Sus más recientes embates en contra de los ministros de la Suprema Corte de Justicia de la Nación por percibir (según su propio dicho) un salario de 600 mil pesos, información que fue categóricamente desmentida por el propio Poder Judicial Federal, la iniciativa del Partido del Trabajo de “elegir a los ministros por voto universal” y las declaraciones amenazantes de que “no han entendido la nueva realidad nacional”, son parte de una estrategia que pretende eliminar la última línea de contención que le impide restituir el hiperpresidencialismo priísta (con cabal salud cuando AMLO decidió afiliarse al partidazo) y cuyo yugo, nos costó a los mexicanos, más de 70 años quitarnos de encima.
Pero no solo es el Poder Judicial.
Los organismos constitucionales autónomos también están en el centro del odio presidencial.
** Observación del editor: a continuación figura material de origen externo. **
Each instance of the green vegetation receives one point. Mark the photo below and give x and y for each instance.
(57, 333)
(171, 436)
Respecto del Instituto Nacional de Transparencia, Acceso a la Información y Protección de Datos Personales (INAI), López Obrador ha afirmado en voz alta su “inutilidad” y “oneroso” mantenimiento, insinuando que nada pasaría en el país si fuera eliminado.
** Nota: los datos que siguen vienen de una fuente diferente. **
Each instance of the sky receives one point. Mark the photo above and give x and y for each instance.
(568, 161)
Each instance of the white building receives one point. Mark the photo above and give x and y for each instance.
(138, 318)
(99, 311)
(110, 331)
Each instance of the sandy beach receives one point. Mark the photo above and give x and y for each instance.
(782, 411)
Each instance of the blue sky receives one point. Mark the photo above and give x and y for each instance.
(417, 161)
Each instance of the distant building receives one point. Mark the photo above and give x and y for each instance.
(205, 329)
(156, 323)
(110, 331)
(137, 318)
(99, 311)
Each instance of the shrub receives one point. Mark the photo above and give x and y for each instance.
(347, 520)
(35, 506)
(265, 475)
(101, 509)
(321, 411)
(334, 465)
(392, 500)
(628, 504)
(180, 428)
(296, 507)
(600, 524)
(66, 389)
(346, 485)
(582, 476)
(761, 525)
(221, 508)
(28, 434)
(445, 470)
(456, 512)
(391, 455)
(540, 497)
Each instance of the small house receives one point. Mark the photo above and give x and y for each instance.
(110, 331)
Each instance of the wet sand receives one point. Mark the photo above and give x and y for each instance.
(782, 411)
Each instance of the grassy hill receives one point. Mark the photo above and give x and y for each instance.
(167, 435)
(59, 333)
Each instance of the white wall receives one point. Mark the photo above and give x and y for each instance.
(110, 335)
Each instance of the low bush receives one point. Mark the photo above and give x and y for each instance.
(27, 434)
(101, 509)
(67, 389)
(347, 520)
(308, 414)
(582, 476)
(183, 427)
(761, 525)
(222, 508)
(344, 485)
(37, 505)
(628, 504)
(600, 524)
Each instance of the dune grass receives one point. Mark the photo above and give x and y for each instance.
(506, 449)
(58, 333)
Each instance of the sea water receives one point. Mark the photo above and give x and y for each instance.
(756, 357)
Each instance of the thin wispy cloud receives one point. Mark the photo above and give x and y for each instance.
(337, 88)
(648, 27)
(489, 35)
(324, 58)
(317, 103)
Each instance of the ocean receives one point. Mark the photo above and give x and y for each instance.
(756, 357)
Bajo esa hipócrita visión de “austeridad” que no tiene empacho en pugnar por la desaparición de las instituciones construidas en la democracia como la Comisión Nacional de Derechos Humanos (CNDH), el Instituto Nacional Electoral (INE) y el INAI para ahorrar unos pesos; al mismo tiempo, se toman decisiones insensatas como la cancelación del nuevo aeropuerto o la eliminación por decreto de las comisiones bancarias que terminan provocando daños económicos exponencialmente más altos y más perjudiciales para la economía de los mexicanos.
Es la demagogia en el poder.
El cuadro se complementa con el amague a las universidades públicas de controlar el presupuesto que se les asigna con criterios de políticas y becas que serían establecidas por el gobierno federal, minando severamente su autonomía y aplicando un criterio político por encima de las necesidades académicas e institucionales de nuestras universidades.
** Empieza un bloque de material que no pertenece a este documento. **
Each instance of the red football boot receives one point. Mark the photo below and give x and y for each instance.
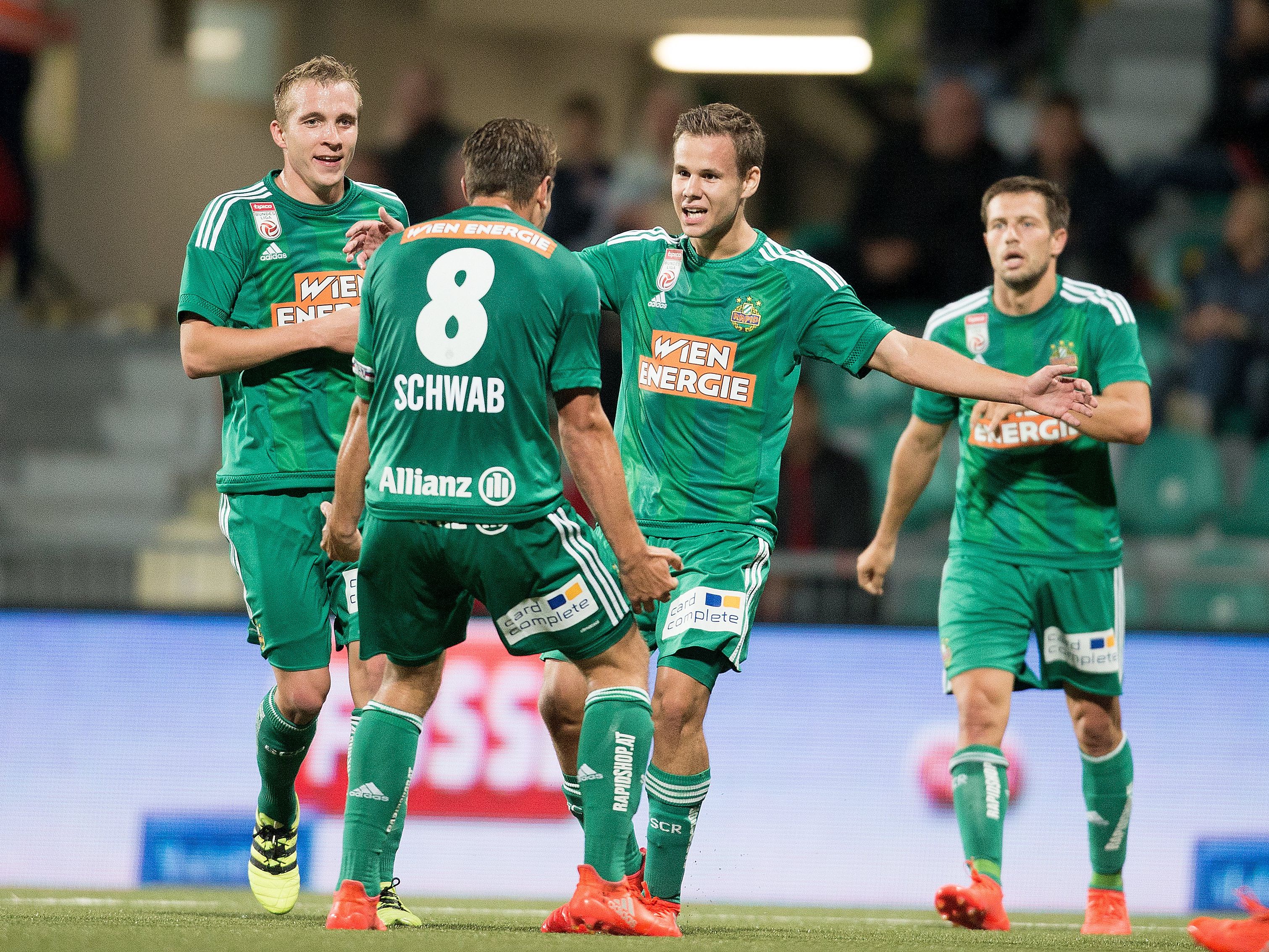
(598, 905)
(560, 920)
(980, 907)
(1235, 935)
(353, 909)
(1106, 914)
Es decir, a lo que apuesta López Obrador, es a recuperar el control político que el gobierno tuvo durante décadas de las instituciones educativas de nivel superior (el de la educación básica ya lo tiene asegurado a través de su iniciativa de abrogación de la reforma educativa y su impúdico pacto con Elba Esther Gordillo). El pensamiento crítico y liberal que se forma en escuelas y universidades es veneno puro para los líderes populistas, por eso quiere cortar de tajo con la simiente crítica del país.
Si el Poder Legislativo es una sastrería que confecciona los trajes a la medida que manda hacer con urgencia el emperador; si los gobernadores están en su mayoría postrados por gusto o por miedo; y si los partidos políticos de oposición siguen inmersos en la parálisis de la derrota; solo nos queda el Poder Judicial y los organismos constitucionales autónomos para contener al líder carismático que encarna la dictadura de las mayorías.
Si permitimos que AMLO someta la última contención que limita su autoritarismo, ya no habrá nada que le impida hacer lo que le dé la gana, aún si la Constitución o la Ley le ordenan expresamente lo contrario, como, por ejemplo, presentarse como candidato en 2021, o quedarse en el poder después de 2024.
Como candidato se presentaba como la encarnación del pueblo. Ahora como presidente, hay una nueva frase que define el neoabsolutismo de López Obrador: “El Estado soy yo”.